SEATTLE, April 27 (UPI) — U.S. researchers have linked diabetes to a 40 percent greater risk of atrial fibrillation — irregular heart beat.
Researchers at Group Health Research Institute in Seattle, led by Dr. Sascha Dublin, also found the longer people have diabetes and the less controlled their blood sugar, the greater the risk of atrial fibrillation.
“When a patient with diabetes has symptoms like heart palpitations, clinicians should have a higher level of suspicion that the reason could be atrial fibrillation,” Dublin said in a statement.
However, the study, published in the Journal of General Internal Medicine, also found patients with well-controlled diabetes were about equally likely to have atrial fibrillation as people without diabetes.

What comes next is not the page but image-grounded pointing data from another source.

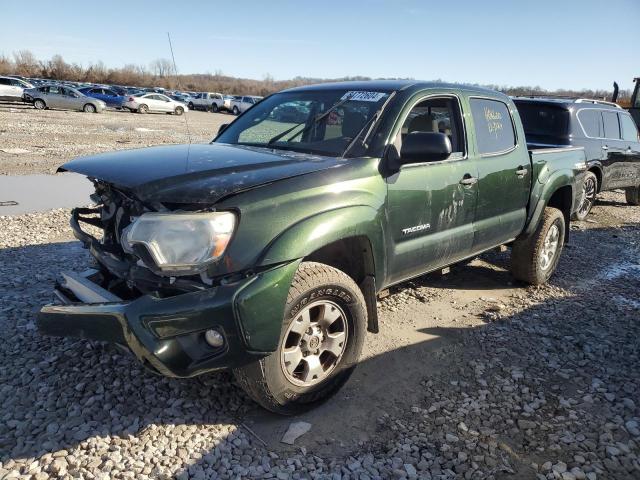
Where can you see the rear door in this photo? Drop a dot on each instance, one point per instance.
(504, 172)
(430, 205)
(615, 149)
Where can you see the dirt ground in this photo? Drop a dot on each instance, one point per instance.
(34, 141)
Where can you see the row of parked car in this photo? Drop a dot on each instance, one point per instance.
(94, 98)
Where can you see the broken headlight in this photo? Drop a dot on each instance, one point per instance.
(180, 243)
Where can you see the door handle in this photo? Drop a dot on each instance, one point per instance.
(468, 180)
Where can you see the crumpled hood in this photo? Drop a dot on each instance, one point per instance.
(197, 173)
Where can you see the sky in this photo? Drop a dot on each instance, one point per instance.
(547, 43)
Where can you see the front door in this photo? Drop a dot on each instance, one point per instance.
(431, 205)
(504, 173)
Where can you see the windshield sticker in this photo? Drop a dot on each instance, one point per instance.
(359, 96)
(494, 121)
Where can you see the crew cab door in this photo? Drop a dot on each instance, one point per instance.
(504, 173)
(430, 205)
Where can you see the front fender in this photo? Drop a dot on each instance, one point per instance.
(316, 231)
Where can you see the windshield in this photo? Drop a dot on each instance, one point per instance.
(298, 120)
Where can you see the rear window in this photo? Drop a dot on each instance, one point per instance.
(493, 126)
(611, 125)
(543, 122)
(591, 121)
(629, 129)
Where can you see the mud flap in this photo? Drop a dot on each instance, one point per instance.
(368, 287)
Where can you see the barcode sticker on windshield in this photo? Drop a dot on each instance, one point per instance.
(364, 96)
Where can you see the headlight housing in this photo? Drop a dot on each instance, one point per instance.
(180, 243)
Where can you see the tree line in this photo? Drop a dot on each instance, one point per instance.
(160, 73)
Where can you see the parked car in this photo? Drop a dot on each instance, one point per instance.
(206, 101)
(241, 104)
(107, 95)
(154, 102)
(64, 98)
(607, 132)
(267, 261)
(12, 88)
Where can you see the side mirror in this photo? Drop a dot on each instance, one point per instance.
(420, 147)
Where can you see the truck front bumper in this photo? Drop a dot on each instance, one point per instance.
(168, 334)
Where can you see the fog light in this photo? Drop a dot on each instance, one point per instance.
(214, 338)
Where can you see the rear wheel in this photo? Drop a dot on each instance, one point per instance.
(533, 260)
(321, 339)
(589, 191)
(632, 194)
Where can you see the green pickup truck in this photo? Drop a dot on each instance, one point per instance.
(263, 252)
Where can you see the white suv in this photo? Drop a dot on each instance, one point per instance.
(241, 104)
(12, 88)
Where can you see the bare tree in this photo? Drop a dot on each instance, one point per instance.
(25, 63)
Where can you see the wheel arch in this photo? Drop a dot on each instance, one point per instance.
(557, 192)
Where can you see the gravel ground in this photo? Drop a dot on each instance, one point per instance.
(34, 141)
(472, 376)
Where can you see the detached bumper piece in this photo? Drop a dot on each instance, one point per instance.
(168, 335)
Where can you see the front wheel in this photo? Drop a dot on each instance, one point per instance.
(589, 191)
(632, 195)
(533, 260)
(321, 338)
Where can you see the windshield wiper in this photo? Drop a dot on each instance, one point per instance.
(317, 119)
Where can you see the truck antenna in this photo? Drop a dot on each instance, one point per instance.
(175, 74)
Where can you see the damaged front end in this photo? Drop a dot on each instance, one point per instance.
(152, 289)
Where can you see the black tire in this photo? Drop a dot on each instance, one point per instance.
(589, 192)
(632, 194)
(527, 263)
(265, 380)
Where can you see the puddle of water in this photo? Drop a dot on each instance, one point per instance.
(38, 193)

Dublin and colleagues tracked more than 1,400 Group Health patients with newly recognized atrial fibrillation and 2,200 controls matched by age, sex and high blood pressure, who did not have atrial fibrillation. The study adjusted for patients’ weight because diabetes and atrial fibrillation are more common in heavier people.
The researchers found risk of atrial fibrillation rose by 3 percent for each additional year a patient had diabetes. The risk of atrial fibrillation was twice that of those without diabetes in those with high blood sugar — glycosylated hemoglobin.